Talon stopped in mid-stride. "What are you saying, old man?" He asked angrily.
"Think, your highness!" Grima said, more aggressively. "I ask you, who is left to rule the kingdom with your mother and her ministers gone? Who were the only two at the Council meeting who did not fall to the poison? I don't want to be saying this, your highness, but you know the answer."
Talon couldn't believe what he was hearing. His own twin brother, and Oliver who had always been like a father to him after his own father had died... What was happening? It was unthinkable. "No... that's not possible. They would never..." He protested.
"The evidence speaks to the contrary, your highness." Grima said, his voice oozing fatherly compassion.
Talon felt dizzy, his mind couldn't reconcile it. His hands went to his head to support it, and without warning he screamed into them, "Aarrrghhh!"

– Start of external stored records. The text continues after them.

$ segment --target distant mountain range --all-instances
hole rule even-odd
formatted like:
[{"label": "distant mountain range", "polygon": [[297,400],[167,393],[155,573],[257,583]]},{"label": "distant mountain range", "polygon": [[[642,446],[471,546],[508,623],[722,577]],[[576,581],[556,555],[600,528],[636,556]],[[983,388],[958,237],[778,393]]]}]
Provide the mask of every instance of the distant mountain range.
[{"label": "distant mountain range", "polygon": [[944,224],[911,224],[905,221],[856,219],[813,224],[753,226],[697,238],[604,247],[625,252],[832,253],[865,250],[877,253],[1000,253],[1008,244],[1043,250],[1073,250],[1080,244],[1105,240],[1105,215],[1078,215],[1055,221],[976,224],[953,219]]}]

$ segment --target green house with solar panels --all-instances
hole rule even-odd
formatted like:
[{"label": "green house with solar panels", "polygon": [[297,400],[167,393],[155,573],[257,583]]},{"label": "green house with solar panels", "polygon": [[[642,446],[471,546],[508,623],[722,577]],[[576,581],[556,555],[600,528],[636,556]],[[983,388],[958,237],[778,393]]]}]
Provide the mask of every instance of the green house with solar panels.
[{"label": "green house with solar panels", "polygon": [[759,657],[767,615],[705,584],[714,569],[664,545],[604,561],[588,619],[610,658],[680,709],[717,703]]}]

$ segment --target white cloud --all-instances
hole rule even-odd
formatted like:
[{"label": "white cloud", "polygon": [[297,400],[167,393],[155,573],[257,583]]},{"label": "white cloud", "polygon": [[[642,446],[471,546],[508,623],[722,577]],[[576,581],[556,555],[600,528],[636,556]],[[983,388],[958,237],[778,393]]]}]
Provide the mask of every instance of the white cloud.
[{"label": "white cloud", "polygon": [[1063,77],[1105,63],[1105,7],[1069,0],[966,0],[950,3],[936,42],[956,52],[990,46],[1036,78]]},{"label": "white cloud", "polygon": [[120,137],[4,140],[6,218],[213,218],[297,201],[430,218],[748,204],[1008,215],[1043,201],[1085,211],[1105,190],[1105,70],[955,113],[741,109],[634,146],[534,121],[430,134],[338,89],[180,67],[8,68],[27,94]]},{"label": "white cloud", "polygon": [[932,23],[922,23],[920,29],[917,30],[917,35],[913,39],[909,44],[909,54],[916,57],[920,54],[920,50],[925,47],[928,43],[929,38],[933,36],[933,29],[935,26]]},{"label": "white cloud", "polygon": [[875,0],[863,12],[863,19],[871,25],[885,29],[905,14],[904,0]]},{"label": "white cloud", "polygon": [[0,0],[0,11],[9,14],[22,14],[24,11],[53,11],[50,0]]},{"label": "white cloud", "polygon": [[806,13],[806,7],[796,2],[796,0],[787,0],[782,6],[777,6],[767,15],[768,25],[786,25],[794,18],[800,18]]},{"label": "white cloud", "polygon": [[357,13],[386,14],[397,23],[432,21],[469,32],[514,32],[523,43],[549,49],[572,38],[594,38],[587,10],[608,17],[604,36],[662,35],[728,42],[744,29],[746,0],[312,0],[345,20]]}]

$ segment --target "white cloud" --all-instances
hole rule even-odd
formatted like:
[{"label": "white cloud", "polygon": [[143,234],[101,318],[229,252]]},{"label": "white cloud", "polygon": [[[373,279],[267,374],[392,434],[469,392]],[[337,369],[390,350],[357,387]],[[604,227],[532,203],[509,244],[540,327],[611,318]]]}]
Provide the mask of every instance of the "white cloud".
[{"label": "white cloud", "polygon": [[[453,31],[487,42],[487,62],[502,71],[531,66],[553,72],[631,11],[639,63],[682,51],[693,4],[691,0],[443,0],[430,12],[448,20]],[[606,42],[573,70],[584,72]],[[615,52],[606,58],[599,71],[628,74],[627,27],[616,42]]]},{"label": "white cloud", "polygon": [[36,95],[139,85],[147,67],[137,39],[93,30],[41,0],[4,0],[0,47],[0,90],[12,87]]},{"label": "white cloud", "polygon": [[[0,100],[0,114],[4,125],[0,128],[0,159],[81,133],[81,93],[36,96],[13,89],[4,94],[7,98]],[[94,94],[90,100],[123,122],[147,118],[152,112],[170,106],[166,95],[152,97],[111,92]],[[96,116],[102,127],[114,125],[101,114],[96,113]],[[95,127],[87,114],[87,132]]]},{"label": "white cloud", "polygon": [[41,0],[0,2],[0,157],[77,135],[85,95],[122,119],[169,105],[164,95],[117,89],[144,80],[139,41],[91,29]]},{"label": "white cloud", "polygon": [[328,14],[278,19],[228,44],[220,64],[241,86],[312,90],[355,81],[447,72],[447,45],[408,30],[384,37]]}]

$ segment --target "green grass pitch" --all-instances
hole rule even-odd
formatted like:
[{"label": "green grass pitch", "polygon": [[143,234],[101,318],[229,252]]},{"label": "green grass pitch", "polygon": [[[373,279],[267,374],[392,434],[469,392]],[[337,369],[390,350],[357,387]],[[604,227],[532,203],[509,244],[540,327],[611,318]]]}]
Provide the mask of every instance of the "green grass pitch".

All around him guardsmen rushed to his aid. "Your highness!" They shouted as they reached him. "Your highness, are you alright?"
"No." He said, straightening himself up. His eyes were red and puffy as he uncovered his face. "No, guardsman, I am not alright." He said calmly, but with steel. "Hyrule is not alright. My mother and her ministers are not alright." Anger built up within him, a rage which would not be easily contained. "Send for the captains of my legions." He told him.
"Yes, sir." The guardsman obeyed and ran to find them.
"So, my brother wants me to come home immediately, Grima?" Talon asked, menace in his voice. "Then that's exactly what I will do. I will go home and make things right."